ABD’de BM Genel Kurul gündemi yanı sıra Trump’ın yargıç ataması ve seçim tartışması sürüyor. Hayatını kaybeden liberal feminist yargıç RBG, defin öncesi Kongre’de yatma onuru verilen ilk kadın olacak.
ABD'de BM Genel Kurul gündemi yanı sıra Trump'ın yargıç ataması ve seçim tartışması sürüyor.
Hayatını kaybeden liberal feminist yargıç RBG, defin öncesi Kongre'de yatma onuru verilen ilk kadın olacak.

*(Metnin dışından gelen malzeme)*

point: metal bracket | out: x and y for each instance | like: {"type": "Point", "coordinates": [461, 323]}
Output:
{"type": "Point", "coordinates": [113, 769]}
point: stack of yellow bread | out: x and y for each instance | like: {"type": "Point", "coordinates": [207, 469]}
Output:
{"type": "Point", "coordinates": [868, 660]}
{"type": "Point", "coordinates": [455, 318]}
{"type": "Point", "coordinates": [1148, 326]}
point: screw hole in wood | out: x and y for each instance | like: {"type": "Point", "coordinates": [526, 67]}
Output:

Bir yargıcın ölümünün ülkede siyasi partiler arası gerilim nedeni olması, adeta demokrasinin bu yargıçla başlamış gibi ve hatta yegane koruyucusunun o olarak görülmesi ülkedeki kutuplaşmayı gösteriyor. Oysa liberal veya muhafazakar olsa da yargıçların Anayasa'ya bağlılığı esas. Demekki yorum farkı her zaman büyük bir boşluğu doldurabilecek güçte. Ve seçime olası itiraz dahil pek çok hayati konu bu yargıçların önüne gidecek. Varın siz gerisini düşünün.

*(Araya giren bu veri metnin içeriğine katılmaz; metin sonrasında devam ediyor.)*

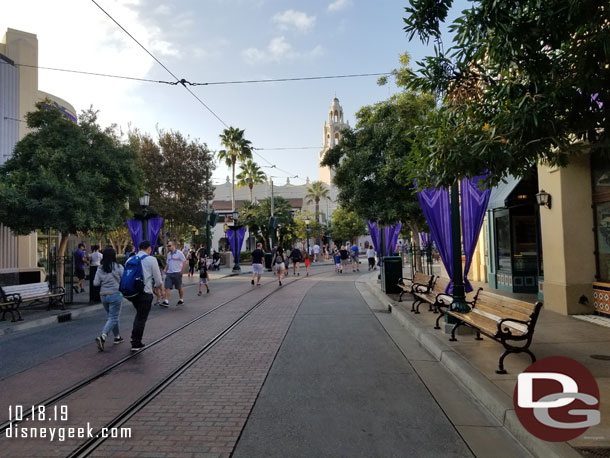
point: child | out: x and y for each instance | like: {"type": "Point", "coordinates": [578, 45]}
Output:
{"type": "Point", "coordinates": [337, 257]}
{"type": "Point", "coordinates": [307, 262]}
{"type": "Point", "coordinates": [204, 276]}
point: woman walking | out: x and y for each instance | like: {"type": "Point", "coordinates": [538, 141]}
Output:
{"type": "Point", "coordinates": [278, 262]}
{"type": "Point", "coordinates": [108, 278]}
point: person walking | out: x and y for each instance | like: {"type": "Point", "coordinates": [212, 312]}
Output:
{"type": "Point", "coordinates": [278, 262]}
{"type": "Point", "coordinates": [257, 264]}
{"type": "Point", "coordinates": [80, 261]}
{"type": "Point", "coordinates": [355, 256]}
{"type": "Point", "coordinates": [107, 279]}
{"type": "Point", "coordinates": [204, 276]}
{"type": "Point", "coordinates": [296, 256]}
{"type": "Point", "coordinates": [344, 255]}
{"type": "Point", "coordinates": [192, 262]}
{"type": "Point", "coordinates": [370, 254]}
{"type": "Point", "coordinates": [151, 276]}
{"type": "Point", "coordinates": [307, 263]}
{"type": "Point", "coordinates": [96, 260]}
{"type": "Point", "coordinates": [174, 269]}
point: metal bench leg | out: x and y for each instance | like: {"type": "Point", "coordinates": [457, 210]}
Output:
{"type": "Point", "coordinates": [457, 325]}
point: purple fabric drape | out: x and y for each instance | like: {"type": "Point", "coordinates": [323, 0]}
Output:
{"type": "Point", "coordinates": [437, 210]}
{"type": "Point", "coordinates": [240, 238]}
{"type": "Point", "coordinates": [154, 228]}
{"type": "Point", "coordinates": [474, 205]}
{"type": "Point", "coordinates": [135, 230]}
{"type": "Point", "coordinates": [390, 235]}
{"type": "Point", "coordinates": [375, 233]}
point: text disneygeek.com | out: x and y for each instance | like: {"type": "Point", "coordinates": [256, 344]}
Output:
{"type": "Point", "coordinates": [37, 416]}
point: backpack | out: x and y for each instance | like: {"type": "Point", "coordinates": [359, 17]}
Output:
{"type": "Point", "coordinates": [132, 281]}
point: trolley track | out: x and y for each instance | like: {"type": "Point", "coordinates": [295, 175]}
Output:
{"type": "Point", "coordinates": [175, 373]}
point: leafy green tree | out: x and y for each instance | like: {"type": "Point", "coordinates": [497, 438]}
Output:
{"type": "Point", "coordinates": [250, 175]}
{"type": "Point", "coordinates": [177, 173]}
{"type": "Point", "coordinates": [237, 149]}
{"type": "Point", "coordinates": [67, 177]}
{"type": "Point", "coordinates": [346, 226]}
{"type": "Point", "coordinates": [316, 192]}
{"type": "Point", "coordinates": [523, 82]}
{"type": "Point", "coordinates": [367, 158]}
{"type": "Point", "coordinates": [256, 217]}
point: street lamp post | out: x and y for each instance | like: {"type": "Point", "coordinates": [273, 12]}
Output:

Trump'ın ölen yargıç Ruth Bader Ginsburg yerine atayacağı isim merakla bekleniyor. Demokratların seçimden önce atama yapılmasına itirazını azaltmak için bir kadın seçmesi bekleniyor. Trump'ın yasal olarak atamayı seçimden önce yapmasının önünde engel yok. Ancak seçim dönemi olduğu için demokratlar bunu hedef almakta.

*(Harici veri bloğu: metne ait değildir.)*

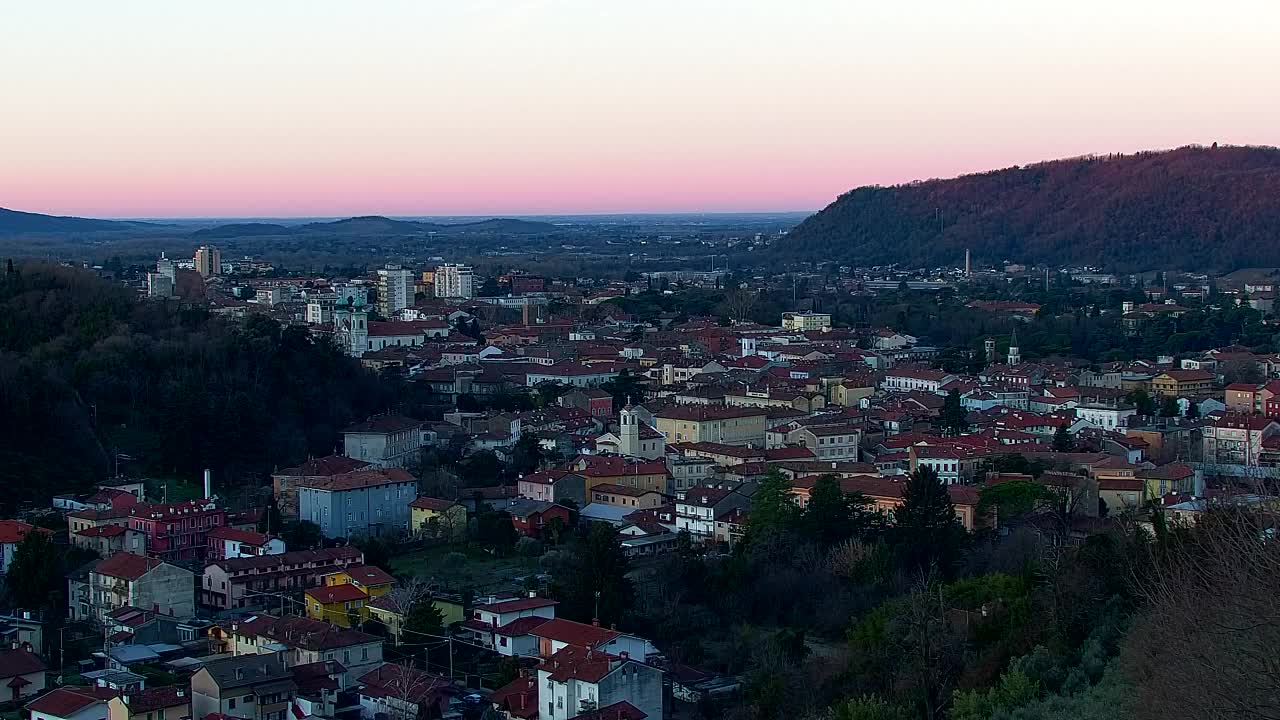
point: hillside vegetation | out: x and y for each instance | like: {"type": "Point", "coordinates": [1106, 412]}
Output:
{"type": "Point", "coordinates": [1193, 208]}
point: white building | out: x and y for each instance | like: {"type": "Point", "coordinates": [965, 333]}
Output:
{"type": "Point", "coordinates": [455, 281]}
{"type": "Point", "coordinates": [394, 290]}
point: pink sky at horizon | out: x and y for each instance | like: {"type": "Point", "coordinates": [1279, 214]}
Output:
{"type": "Point", "coordinates": [321, 108]}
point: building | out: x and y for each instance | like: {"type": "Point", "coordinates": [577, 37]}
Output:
{"type": "Point", "coordinates": [394, 290]}
{"type": "Point", "coordinates": [151, 703]}
{"type": "Point", "coordinates": [254, 582]}
{"type": "Point", "coordinates": [455, 282]}
{"type": "Point", "coordinates": [225, 543]}
{"type": "Point", "coordinates": [435, 518]}
{"type": "Point", "coordinates": [384, 441]}
{"type": "Point", "coordinates": [177, 532]}
{"type": "Point", "coordinates": [803, 322]}
{"type": "Point", "coordinates": [72, 703]}
{"type": "Point", "coordinates": [1182, 383]}
{"type": "Point", "coordinates": [361, 504]}
{"type": "Point", "coordinates": [700, 423]}
{"type": "Point", "coordinates": [284, 482]}
{"type": "Point", "coordinates": [583, 682]}
{"type": "Point", "coordinates": [698, 507]}
{"type": "Point", "coordinates": [209, 260]}
{"type": "Point", "coordinates": [12, 532]}
{"type": "Point", "coordinates": [1237, 440]}
{"type": "Point", "coordinates": [133, 580]}
{"type": "Point", "coordinates": [22, 674]}
{"type": "Point", "coordinates": [255, 687]}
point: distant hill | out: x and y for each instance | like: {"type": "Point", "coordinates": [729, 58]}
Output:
{"type": "Point", "coordinates": [241, 229]}
{"type": "Point", "coordinates": [13, 222]}
{"type": "Point", "coordinates": [1193, 208]}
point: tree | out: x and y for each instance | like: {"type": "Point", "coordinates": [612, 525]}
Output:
{"type": "Point", "coordinates": [1063, 441]}
{"type": "Point", "coordinates": [597, 586]}
{"type": "Point", "coordinates": [952, 419]}
{"type": "Point", "coordinates": [772, 505]}
{"type": "Point", "coordinates": [35, 572]}
{"type": "Point", "coordinates": [926, 525]}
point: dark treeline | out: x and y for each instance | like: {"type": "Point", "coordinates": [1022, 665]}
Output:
{"type": "Point", "coordinates": [88, 373]}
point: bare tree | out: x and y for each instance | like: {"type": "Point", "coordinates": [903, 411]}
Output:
{"type": "Point", "coordinates": [1206, 646]}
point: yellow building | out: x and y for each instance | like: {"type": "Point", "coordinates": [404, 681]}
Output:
{"type": "Point", "coordinates": [432, 516]}
{"type": "Point", "coordinates": [343, 605]}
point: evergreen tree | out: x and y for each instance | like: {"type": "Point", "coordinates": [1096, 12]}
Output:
{"type": "Point", "coordinates": [952, 418]}
{"type": "Point", "coordinates": [926, 525]}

Adı geçen aday isimlerden biri 20 yıl önce Küba'dan Miami'ye kaçarken annesi boğulan Kübalı çocuğun akrabalarını jürist olarak pro-bono temsil etmiş olan muhafazakar yargıç Barbara Lagoa. Lagoa Florida Yüksek Mahkemesi'nde görev yapıyor ve Hispanik. 2000 yılında Kübalı çocuğun iltica davasıyla eyalette çok iyi tanınan bir isim olmuş.
Trump'ın favorisi olarak gösterilen isimse Amy Coney Barrett. Pazartesi günü Beyaz Saray'da buluştular. Trump'ın kararını Cumartesi vermesi bekleniyor. Barrett dini inancı hukukun üzerinde gören bir isim. Trump da mitinglerde Tanrı'ya güvendiğini ifade etmekte.
'Miami'yi kazanmasakta olur ama kazanacağız' diyen Trump, Cuma günü Miami'de olacak ve Barbara Lagoa ile de görüşebileceği konuşuldu. Sonra yalanlandı.
Trump'ın Lagoa'yı seçmesi bu bölgedeki Küba kökenli Amerikalıları kazanmak için önemli bir adım olur.
Obama dönemi yargıç atamalarının nasıl engellendiği, Trump dönemi daha alt düzeyde yapılan atamalar tartışmanın diğer boyutu.
BM'ye dönersek, BM'de Erdoğan'ın Trump'a İsrail konusunda yaptığı çıkış Amerikan basınında yer buldu.
Erdoğan İsrail'i Filistinlilere zulümle suçladığı konuşmasında, Trump ve körfez ülkelerini işbirlikçiler olarak niteledi. İsrail'in BM Daimi Temsilcisi Gilad Erdan salonu terk etti. Bu sene online gerçekleşen Genel Kurul'da ülkelerin BM temsilcileri salonda bulunurken , ülke liderlerinin kaydedilmiş konuşmaları yayınlanıyor.
Amerikan basını haberi Trump'ın Erdoğan'ı dünya liderleri kulübü içindeki en yakın ilişkilerinden biri olarak gördüğünü hatırlatarak aktardı.
Ruhani, George Floyd'un, Amerikan polisinin dizini boynuna bastırmak suretiyl egerçekleşen ölüm şeklini, kendi tecrübeleriyle özdeşleştiren bir sembol olarak kullandı: Bağımsız devletlerin boynunda nobranlığın ayağı...
Bu ifadeyi Floyd'un cenaze töreninde Siyah önderlerden biri kullanmış ve beyaz üstünlükçülerin dizlerini boyunlarından hiç çekmediğini, hak ettikleri yerlere gelmelerine engel olunduğunu söylemişti.
Bu arada Türkiye için Trump ile Erdoğan'ın dostluğu üzerinden yürütülen Türk Amerikan ilişkilerinin, Türkiye'ye ne kazandırdığı, Trump'ın kaybetmesi durumunda veya Senato'da azınlık kalınması durumunda ilişkilerin nasıl bir hal alacağına dair öngörü ve spekülasyonlar hayli popüler diyerek bitirelim.